# Bailee's Breeder



## Bea (Jul 26, 2007)

When i went looking for my first tiel i found a breeder nearby but sadly at the time she had no babies, and that's what i wanted. Instead i went to a small pet shop just outside of canberra. When i decided to get a second though we phoned the breeder again and this time when we visited they had all these babies in the brooder and in various nest boxes. When i was there she pulled a 2 week cinnie pied baby who we put a deposit on and named Bailee.  

While i was there i looked around all her aviaries. A few had tiels in them and there were some other species as well. It was all really well kept and i was impressed. One day it would be great to have a set up like hers and her husbands and breed tiels. It's really nice to see a breeder who cares about her birds, babies and customers.
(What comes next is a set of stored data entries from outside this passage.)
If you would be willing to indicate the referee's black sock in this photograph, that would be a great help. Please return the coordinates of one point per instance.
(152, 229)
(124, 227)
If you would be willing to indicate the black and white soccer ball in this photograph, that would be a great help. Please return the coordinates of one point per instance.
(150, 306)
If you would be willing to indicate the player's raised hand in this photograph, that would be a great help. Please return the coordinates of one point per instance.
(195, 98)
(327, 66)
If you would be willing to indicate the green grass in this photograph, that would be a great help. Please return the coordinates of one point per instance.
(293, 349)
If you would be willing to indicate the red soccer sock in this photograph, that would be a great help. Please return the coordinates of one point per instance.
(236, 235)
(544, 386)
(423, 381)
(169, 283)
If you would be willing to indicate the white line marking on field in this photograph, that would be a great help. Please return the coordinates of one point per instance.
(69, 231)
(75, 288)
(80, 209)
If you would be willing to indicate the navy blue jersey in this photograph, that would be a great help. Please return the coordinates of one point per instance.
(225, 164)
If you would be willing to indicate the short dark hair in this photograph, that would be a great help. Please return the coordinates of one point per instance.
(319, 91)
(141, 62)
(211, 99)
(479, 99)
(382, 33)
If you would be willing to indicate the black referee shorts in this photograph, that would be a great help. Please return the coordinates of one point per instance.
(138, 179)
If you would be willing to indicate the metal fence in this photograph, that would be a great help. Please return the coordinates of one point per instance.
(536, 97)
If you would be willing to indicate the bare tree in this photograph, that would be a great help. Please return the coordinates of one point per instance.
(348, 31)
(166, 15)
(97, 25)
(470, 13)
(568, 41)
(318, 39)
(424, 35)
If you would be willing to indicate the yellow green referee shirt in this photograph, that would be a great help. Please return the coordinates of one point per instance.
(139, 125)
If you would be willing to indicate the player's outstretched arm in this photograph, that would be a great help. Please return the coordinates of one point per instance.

I got some photos of Bailee's parents when i was there which i thought i would share, they were a really nice pair:


----------



## Kirby (Jul 28, 2007)

How gorgeous Bea!

Kirby


----------



## Aly (Jul 30, 2007)

I would love to have the money to keep a bunch of them too..many later (I'm still young). Bailee's parents are adorable! I would love one like them.


----------



## Laura (Jul 30, 2007)

Bailee's parents are gorgeous you lucky to have those photos Bea, I agree it is nice when you can find a good breeder who cares


----------



## birdieness (Jul 28, 2007)

Its great to have actual breeders. We have none. I was lucky to find someone who breed there birds and decided to hand raise them.


----------



## Laura (Jul 30, 2007)

birdieness said:


> Its great to have actual breeders. We have none. I was lucky to find someone who breed there birds and decided to hand raise them.


even around where I am its hard to find good breeders, there doesn't seem to be to many around I wonder why there such great birds


----------



## birdieness (Jul 28, 2007)

There are actually no cockatiel breeders here. its hard to find a breeder of anything there. i belive ther eis a budgie breeder about 3 -4 hours away from me though.


----------



## Meghanxx4 (Jul 31, 2007)

Aww that's such a cute pair.


----------



## Sophia (Aug 11, 2007)

Aww cute pair and nice colours too!


----------



## Bea (Jul 26, 2007)

I was in contact with Bailee's breeder about a week ago as i'm looking to buy a few budgies, and i mentioned that Bailee's an absolute joy to own and that he's absolutely thriving. She still remembered him, and said she knew he would do well with me.  I thought that was really great that she actually remembered him!!


----------